Article Text
Abstract
Objectives To describe characteristics&incidence rates of all-cause mortality & malignancies (excluding NMSC) in PsO patients with PsA from PSOLAR.
Methods PSOLAR,an international, disease-based, observational study in which patients eligible for, or receiving conventional systemic & biologic agents for PsO are followed prospectively.Characteristics & safety for patients who reported PsA, including a narrower subset with PsA confirmed by a joint-specialist,are summarized. Cohorts were defined as & attribution was based on treatment exposure prior to/during registry, in the following order (regardless of sequence & duration): (1) ustekinumab (UST) (2) other sponsor biologic (primarily infliximab [IFX]) (3) non-sponsor biologic (primarily adalimumab/etanercept [ADA/ETN]),& (4) non-biologic therapies (NB) (including immunomodulators {IMM} [eg. MTX, CsA], phototherapy, & topical therapy). Exposure to any therapy higher in the order precluded inclusion in the lower cohorts. Multivariate analyses using Cox hazard regression were used to identify predictors of time to first malignancy & mortality [compared to no biologic use] & for IMM [compared to no IMM use].
Results As of Aug 23, 2014, PSOLAR is fully enrolled with 12093 patients (40388 total patient-years [PY] of follow-up).Number of patients with reported PsA overall was 4316: 1489 UST, 776 IFX, 1680 ADA/ETN, 371 NB; of these patients, 1719 had confirmed PsA (664 UST, 356 IFX, 576 ADA/ETN, 123 NB). Baseline demographics & medical history were generally balanced across cohorts; however, in overall PsA sub-group, more patients in the NB cohort were ≥65 yrs of age (UST 9.9%, IFX 13.9%, ADA/ETN 12.5%, NB 25.6%) & had a medical history of cancer (UST 3.3%, IFX 3.5%, ADA/ETN 3.9%, NB 8.4%). In the overall PsA subgroup, cumulative incidence rates/100PY for all-cause mortality were UST 0.28, IFX 0.30, ADA/ETN 0.52, NB 0.70; age, obesity, history of cardiovascular disease (CVD), history of diabetes& smoking were predictors of time to mortality. Cumulative incidence rates/100PY for malignancy were UST 0.57, IFX 0.67, ADA/ETN 0.64, & NB 1.01; age & history of malignancy were predictors of time to first malignancy.

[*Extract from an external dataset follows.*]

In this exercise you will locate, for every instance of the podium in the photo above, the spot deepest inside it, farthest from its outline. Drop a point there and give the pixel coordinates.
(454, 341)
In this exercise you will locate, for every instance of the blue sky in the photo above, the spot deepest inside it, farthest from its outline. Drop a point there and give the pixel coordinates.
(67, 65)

Biologic & IMM use were not predictors for mortality or malignancy. Among the confirmed PsA subset, cumulative incidence rates per 100PY for all-cause mortality UST 0.21, IFX 0.36, ADA/ETN 0.38, NB 0.25 & for malignancy UST 0.52, IFX 0.54, ADA/ETN 1.02, NB 1.25. Inherent bias with observational data may apply. Variability in size & clinical features was noted among groups. Incidence rates are not adjusted for differences (adjustment for key factors are included in statistical analyses). Small numbers of patients in the confirmed PsA subset precluded assessment of risk factors.
Conclusions Unadjusted rates of all-cause mortality&malignancies for biologics were generally comparable among both PsA subsets. Advanced age, history of malignancy were predictors of time to first malignancy & age, obesity, CVD history, diabetes history & smoking were predictors for time to mortality based on overall PsA subset; biologics & IMM were not predictors for mortality or malignancy.